El burgomaestre señaló que, desde el inicio de su gestión en 2023, sostuvo compromisos con el gobernador regional Antonio Pulgar Lucas para culminar el saldo de obra. Sin embargo, indicó que el avance es “muy lento” y que, hasta la fecha, no se ha concretado una solución. “Prácticamente no nos está cumpliendo”, manifestó Utos Cahuana tras reunirse brevemente con el vicegobernador mientras esperaba una cita con el equipo técnico.
El alcalde precisó que el distrito no ha recibido “ni un solo sol” en inversión pública por parte del gobierno regional durante su gestión, pese a que el proyecto de agua y desagüe es considerado prioritario. Añadió que las autoridades locales lo presionan ante la falta de resultados, en un contexto en el que ya se acumulan más de 4 años de espera desde 2023 y más de una década desde el inicio del proyecto en 2012.
Compromisos firmados sin ejecución
Utos Cahuana recordó que en junio de 2025 se firmó un acta de compromiso para ejecutar tanto el proyecto de saneamiento como la construcción del Palacio Municipal. Según detalló, el documento incluye las firmas del gobernador regional, del gerente de infraestructura Daniel Mallqui y del subgerente de estudios Luisiño Rosas, además de otras autoridades locales.
El alcalde explicó que el expediente técnico del Palacio Municipal obtuvo viabilidad y fue elevado a instancias superiores, pero quedó “estancado” en el despacho de asesoría sin avances posteriores. “Cada vez que venía me dijeron que no hay presupuesto”, declaró, aludiendo a argumentos reiterados por funcionarios para justificar la demora en la ejecución de ambos proyectos.

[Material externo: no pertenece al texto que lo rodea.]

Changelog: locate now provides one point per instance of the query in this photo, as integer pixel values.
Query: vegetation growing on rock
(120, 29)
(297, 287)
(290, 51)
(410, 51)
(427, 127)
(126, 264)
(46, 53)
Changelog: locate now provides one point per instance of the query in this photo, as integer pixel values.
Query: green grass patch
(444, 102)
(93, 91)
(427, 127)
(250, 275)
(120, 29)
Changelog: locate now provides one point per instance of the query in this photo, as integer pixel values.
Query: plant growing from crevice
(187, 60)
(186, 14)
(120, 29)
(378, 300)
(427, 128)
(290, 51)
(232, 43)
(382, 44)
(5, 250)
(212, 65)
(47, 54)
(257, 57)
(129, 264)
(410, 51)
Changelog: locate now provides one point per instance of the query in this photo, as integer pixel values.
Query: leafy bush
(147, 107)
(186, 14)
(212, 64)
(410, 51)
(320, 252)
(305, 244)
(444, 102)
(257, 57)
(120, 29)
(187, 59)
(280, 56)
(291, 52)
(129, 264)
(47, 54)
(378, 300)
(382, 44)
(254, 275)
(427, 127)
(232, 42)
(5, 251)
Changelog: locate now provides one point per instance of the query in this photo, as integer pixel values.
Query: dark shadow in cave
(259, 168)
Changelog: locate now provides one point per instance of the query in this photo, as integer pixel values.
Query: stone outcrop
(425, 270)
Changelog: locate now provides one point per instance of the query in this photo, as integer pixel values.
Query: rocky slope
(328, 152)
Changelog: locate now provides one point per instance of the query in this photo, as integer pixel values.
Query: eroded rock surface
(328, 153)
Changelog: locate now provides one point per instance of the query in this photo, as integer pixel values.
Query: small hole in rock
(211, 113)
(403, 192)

Desde la perspectiva local, la falta de respuesta institucional ya ha agotado los plazos políticos del distrito. Utos Cahuana indicó que durante su primer, segundo y tercer año de gestión optó por mantener paciencia debido a la carga administrativa del gobierno regional, pero advirtió que en 2026 la situación se volvió insostenible. “Ahora sí ya no puedo esperar más”, afirmó.
Tensión política y reclamo territorial
El reclamo de Pucayacu ocurre en un contexto de tensiones entre distritos alejados y el gobierno regional, especialmente en zonas de frontera con San Martín y Ucayali. El periodista que recogió las declaraciones señaló que estas localidades son consideradas estratégicas, pero enfrentan dificultades para acceder a inversión pública sostenida.
La ausencia del gobernador Antonio Pulgar, quien según el vicegobernador se encontraba en la ciudad de Cusco participando en actividades oficiales, añadió presión al reclamo. El alcalde sostuvo que esperaba una respuesta directa “sí o no” para definir si continuará gestionando el proyecto con el gobierno regional o buscará otras alternativas de financiamiento.
El caso refleja un patrón más amplio de proyectos inconclusos que se arrastran por más de 10 años en gobiernos subnacionales, con expedientes técnicos que alcanzan avances parciales —como el 50% reportado— pero sin ejecución presupuestal efectiva. Esta situación impacta en la provisión de servicios básicos y en la legitimidad de las autoridades ante sus poblaciones.
El desenlace inmediato dependerá de la reunión técnica anunciada y de una eventual respuesta formal del gobierno regional. Mientras tanto, la población de Pucayacu enfrenta un escenario de incertidumbre sobre el acceso a agua potable y saneamiento, en un proyecto que acumula más de 13 años desde su inicio y cuya viabilidad política y financiera vuelve a estar en cuestión.